Wolk proposes that disruption of K-12 education can occur through personalized education.  Some of his recommendations include:

  • Schools should be designed around the human scale because students and teachers need to know each other
  • Preschool education would be universal.
  • Beginning in middle school, multiple educational pathways would lead to college and other postsecondary programs to prepare young people for work in a complex and changing world. A student could choose a pathway reflecting his or her interests and aspirations. Each student would play a significant role in designing the curriculum, which would be anchored in the real world, not in the abstractions of most classrooms.
  • There would be no “traditional” core curriculum with typical academic courses and rigid schedules in middle and high school.
  • Teachers would become advisers who guide students in educating themselves. They would tutor students and help them manage their time and energy.
  • Technology would largely replace textbooks and worksheets.
  • Student learning would be assessed on the basis of portfolios, exhibitions, special projects and experiments, and recitals and performances—real accomplishments, not abstract test scores.

 

Disrupting College

A report was published entitled, Disrupting College: How Disruptive Innovation Can Deliver Quality and Affordability to Postsecondary Education (February, 2011) by Clayton M. Christensen, Michael B. Horn, Louis Caldera, and Louis Soares.
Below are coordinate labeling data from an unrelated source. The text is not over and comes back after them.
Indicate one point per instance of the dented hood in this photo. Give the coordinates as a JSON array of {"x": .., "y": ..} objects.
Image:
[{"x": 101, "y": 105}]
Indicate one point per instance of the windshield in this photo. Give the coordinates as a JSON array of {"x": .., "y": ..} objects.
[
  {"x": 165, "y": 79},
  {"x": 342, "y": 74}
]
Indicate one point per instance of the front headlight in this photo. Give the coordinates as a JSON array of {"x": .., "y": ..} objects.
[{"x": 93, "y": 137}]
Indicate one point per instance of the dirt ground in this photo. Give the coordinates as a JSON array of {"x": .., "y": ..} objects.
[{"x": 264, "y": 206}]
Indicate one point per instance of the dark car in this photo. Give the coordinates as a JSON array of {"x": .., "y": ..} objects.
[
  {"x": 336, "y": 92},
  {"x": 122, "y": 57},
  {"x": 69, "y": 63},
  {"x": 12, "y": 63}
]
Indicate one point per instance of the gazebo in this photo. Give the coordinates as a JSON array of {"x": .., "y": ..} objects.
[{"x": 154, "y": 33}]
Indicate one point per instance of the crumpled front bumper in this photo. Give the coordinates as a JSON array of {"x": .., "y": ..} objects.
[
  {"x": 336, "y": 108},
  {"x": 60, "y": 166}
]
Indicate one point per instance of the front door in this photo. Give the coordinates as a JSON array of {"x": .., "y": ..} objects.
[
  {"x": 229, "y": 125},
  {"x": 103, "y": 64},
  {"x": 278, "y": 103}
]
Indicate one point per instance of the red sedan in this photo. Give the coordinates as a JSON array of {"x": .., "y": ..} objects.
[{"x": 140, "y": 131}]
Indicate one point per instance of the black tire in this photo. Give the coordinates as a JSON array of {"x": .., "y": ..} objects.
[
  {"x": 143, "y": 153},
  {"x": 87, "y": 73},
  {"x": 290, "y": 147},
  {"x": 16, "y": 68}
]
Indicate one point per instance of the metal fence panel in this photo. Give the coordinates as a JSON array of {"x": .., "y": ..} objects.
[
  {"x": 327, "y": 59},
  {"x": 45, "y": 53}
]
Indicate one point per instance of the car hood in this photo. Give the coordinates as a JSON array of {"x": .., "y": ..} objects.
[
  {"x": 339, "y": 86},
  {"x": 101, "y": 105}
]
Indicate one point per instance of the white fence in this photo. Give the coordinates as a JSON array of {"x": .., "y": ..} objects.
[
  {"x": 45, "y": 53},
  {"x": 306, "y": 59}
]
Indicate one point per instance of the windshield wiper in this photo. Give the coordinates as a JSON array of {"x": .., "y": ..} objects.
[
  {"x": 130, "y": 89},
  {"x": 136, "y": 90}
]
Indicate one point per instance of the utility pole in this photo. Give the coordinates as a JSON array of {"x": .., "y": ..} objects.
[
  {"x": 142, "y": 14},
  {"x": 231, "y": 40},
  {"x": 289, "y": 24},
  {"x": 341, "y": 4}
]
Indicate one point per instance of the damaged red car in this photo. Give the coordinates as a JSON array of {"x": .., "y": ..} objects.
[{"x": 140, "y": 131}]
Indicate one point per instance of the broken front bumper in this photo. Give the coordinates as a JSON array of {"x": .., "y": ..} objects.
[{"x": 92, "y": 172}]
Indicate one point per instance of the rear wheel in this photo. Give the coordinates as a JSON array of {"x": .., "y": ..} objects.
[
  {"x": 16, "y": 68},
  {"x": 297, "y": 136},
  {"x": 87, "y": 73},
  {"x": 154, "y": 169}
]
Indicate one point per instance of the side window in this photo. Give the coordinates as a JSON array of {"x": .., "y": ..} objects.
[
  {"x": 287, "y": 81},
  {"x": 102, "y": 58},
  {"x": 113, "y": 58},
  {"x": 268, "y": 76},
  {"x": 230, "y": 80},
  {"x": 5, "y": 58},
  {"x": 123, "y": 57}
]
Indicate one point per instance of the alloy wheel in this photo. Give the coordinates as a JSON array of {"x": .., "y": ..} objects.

The propositions of this report revolve around the use of online learning to be the disruptive force in higher education.

This emerging disruptive innovation presents an opportunity to rethink many of the age-old assumptions about higher education—its processes, where it happens, and what its goals are.

But the major recommendations they make for policy makers (and to that I add administrators, board members, faculty, and yes, students as the consumers of higher education) are application to both online and face-to-face institutions of  higher education:

  • Eliminate barriers that block disruptive innovations and partner with the innovators to provide better educational opportunities.
  • Remove barriers that judge institutions based on their inputs such as seat time, credit hours, and student-faculty ratios.
  • Do not focus on degree attainment as the sole measure of success.
  • Fund higher education with the aim of increasing quality and decreasing cost.

An Example Grassroots Effort -An Alternative for Getting a Higher Education

Peer 2 Peer University

The Peer 2 Peer University is a grassroots open education project that organizes learning outside of institutional walls and gives learners recognition for their achievements. P2PU creates a model for lifelong learning alongside traditional formal higher education. Leveraging the internet and educational materials openly available online, P2PU enables high-quality low-cost education opportunities. P2PU – learning for everyone, by everyone about almost anything.